The prostate-specific antigen (PSA) is the main biomarker for diagnosis and treatment response monitoring in prostate cancer (PCa). In the first part of this thesis, we investigated the prognostic value of ultrasensitive PSAs (u-PSAs) in evaluating the risk of biochemical recurrence (BCR) and further progression after radical prostatectomy (RP). BCR after RP is defined by two consecutive PSA values greater or equal to 0.2 ng/ml. We found that u-PSA values above the threshold of 0.02-0.03 ng/ml predict progression to the BCR threshold (> 0.2 ng/ml). Furthermore, we demonstrated that the longitudinal modeling of u-PSA doubling time (uDT) could predict BCR after RP with very low PSA values. This can be beneficial in helping practitioners to avoid unnecessary adjuvant treatments or to start salvage treatments earlier for selected patients. 

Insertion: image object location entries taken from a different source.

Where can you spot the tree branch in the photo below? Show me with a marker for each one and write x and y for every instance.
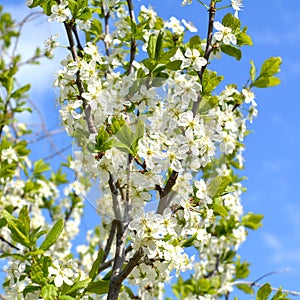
(250, 284)
(8, 243)
(164, 201)
(109, 241)
(133, 41)
(208, 50)
(69, 25)
(131, 264)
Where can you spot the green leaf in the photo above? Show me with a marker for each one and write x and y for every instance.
(264, 292)
(270, 67)
(203, 285)
(158, 46)
(210, 81)
(242, 269)
(218, 185)
(263, 82)
(174, 65)
(30, 289)
(194, 42)
(53, 235)
(94, 271)
(220, 210)
(78, 286)
(24, 220)
(125, 135)
(65, 297)
(245, 288)
(49, 292)
(190, 241)
(252, 221)
(16, 234)
(99, 287)
(19, 93)
(244, 39)
(152, 45)
(139, 133)
(40, 167)
(232, 51)
(3, 222)
(280, 296)
(252, 70)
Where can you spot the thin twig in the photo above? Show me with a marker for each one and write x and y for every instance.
(57, 152)
(130, 265)
(109, 241)
(133, 41)
(208, 50)
(106, 27)
(28, 18)
(46, 135)
(87, 109)
(250, 284)
(8, 243)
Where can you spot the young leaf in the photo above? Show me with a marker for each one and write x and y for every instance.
(53, 235)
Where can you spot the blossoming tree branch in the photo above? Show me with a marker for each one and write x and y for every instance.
(153, 124)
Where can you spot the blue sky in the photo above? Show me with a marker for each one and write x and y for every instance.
(272, 151)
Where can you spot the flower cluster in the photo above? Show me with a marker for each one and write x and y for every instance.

In the second part of this thesis, PCa survival and mortality was investigated in the pre- and post-PSA eras. One of the cohort studies evaluated the impact of socioeconomic status (SES) on the survival of PCa patients in the pre- and post-PSA eras. Our study showed that men with localized PCa are otherwise healthier than the general male population, and the increased difference between relative and cancer-specific survival reflects the most likely selection of men for opportunistic PSA-testing. Men in higher SES groups had significantly lower risks of dying from PCa than those in the lower SES groups, which was probably due to more intensive diagnostic/treatment strategies and the increased intensity of health conscious men seeking medical services such as PSA testing.